Project ideas for students

An introduction to the Ersilia Model Hub

The Ersilia Model Hub is a web-based platform maintained by Ersilia Open Source Initiative (EOSI). It features Machine Learning (ML) models for biomedicine and drug discovery, with a focus on infectious and neglected diseases. Its aim is to bring ML closer to biomedical research and empower uninitiated researchers in the world of computational pharmacology.

To get a feeling of what we do, you can scroll through our documentation and have a look at the preliminary version of the platform here.

If you want to get inspired, see our previous work and understand the potential impact of the project, please do read some of our academic publications. We hope they are appealing to you even if your background is not in life sciences!

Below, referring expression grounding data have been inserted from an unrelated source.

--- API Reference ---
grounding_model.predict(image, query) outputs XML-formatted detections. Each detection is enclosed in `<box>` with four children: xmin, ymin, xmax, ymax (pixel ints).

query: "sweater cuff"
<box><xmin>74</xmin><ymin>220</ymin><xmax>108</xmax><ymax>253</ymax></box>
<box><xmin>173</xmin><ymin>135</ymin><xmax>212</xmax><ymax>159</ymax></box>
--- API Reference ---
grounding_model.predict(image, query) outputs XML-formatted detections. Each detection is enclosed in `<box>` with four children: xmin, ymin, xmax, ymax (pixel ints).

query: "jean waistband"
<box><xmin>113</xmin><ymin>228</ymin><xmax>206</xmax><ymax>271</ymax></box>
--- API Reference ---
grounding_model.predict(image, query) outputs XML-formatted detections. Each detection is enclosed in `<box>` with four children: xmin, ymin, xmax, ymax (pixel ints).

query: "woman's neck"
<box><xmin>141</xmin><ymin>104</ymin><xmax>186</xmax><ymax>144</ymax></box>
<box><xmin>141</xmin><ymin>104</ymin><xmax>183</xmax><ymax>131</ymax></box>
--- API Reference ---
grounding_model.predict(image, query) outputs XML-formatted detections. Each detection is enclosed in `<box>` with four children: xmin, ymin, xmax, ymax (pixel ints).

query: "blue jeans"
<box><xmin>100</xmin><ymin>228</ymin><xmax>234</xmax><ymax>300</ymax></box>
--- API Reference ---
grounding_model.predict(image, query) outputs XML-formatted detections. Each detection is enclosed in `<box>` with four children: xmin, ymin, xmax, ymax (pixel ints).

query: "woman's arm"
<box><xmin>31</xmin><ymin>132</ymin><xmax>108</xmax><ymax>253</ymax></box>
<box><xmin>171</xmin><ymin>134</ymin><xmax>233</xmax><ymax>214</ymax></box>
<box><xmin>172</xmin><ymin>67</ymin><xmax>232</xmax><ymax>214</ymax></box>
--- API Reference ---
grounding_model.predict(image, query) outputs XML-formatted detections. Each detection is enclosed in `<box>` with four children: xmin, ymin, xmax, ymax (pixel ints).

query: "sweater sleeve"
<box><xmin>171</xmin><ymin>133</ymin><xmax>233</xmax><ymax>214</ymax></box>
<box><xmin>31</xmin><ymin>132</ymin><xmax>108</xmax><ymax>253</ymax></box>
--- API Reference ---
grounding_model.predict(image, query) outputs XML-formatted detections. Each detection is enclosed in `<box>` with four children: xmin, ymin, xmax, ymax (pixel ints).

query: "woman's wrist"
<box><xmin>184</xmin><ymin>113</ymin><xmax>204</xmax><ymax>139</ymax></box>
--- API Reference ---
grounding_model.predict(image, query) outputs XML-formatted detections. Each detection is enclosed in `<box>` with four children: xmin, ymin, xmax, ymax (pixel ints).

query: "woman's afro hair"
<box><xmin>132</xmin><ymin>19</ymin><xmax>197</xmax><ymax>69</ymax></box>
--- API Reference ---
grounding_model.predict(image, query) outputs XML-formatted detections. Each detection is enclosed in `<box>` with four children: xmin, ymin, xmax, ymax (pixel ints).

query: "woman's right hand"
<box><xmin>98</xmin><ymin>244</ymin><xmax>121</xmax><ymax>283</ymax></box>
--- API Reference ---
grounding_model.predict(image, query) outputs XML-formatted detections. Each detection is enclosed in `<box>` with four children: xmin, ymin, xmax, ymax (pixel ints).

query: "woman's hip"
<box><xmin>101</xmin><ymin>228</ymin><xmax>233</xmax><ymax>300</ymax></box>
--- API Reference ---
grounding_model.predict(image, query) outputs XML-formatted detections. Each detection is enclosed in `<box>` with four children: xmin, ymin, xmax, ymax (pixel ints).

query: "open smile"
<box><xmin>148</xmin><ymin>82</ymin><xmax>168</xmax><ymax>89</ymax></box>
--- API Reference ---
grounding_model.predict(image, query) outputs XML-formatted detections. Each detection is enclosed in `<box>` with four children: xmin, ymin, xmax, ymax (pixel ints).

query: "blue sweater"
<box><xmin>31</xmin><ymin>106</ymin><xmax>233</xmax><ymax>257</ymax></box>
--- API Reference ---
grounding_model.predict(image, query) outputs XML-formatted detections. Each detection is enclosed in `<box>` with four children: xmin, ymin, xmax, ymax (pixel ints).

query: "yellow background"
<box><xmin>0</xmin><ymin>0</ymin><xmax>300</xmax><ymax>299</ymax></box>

Technical details of the Hub

Before continuing, find below a few specifications of the Ersilia Model Hub:

  • Alpha release, scheduled 21st of March 2021, will contain 10 models related to drug discovery collected from the scientific literature.
  • Beta release, scheduled 23rd of September 2021, will contain at least 100 models, 50% of them developed in-house in collaboration with research laboratories worldwide.
  • Our code is available on GitHub. We use GitHub Actions and CircleCI for CI/CD.
  • We do not have an ML framework of choice. We have experience with conventional Python libraries such as SciKit Learn as well as deep learning libraries like TensorFlow, Keras and PyTorch. Models are containerized with Docker. We also use Conda environments.
  • To bring models to production, we use BentoML, a framework-agnostic platform for model deployment.
  • We store predictions in a DynamoDB database.
  • The Ersilia Model Hub website is built with Vue.js.
  • ML models are deployed in the cloud. Provisionally, we use Heroku, although we have plans for migration to Google Cloud in the following months.

Our compromise

The Ersilia team is a small but highly motivated group. We are looking for new contributors to increase our community. If you are selected, you can expect intense guidance from our mentors, specifically allocated weekly time for discussions and debugging, and fair and transparent evaluation process. Coming from an academic background, we are fully aware of the importance of credit and authorship. We will make sure your contributions are acknowledged.

Project ideas

We have listed some ideas to inspire students, but we welcome project proposals that are a modification of any of the below, a combination of them or even a completely different proposal. Do get in touch with the mentors if you plan to apply!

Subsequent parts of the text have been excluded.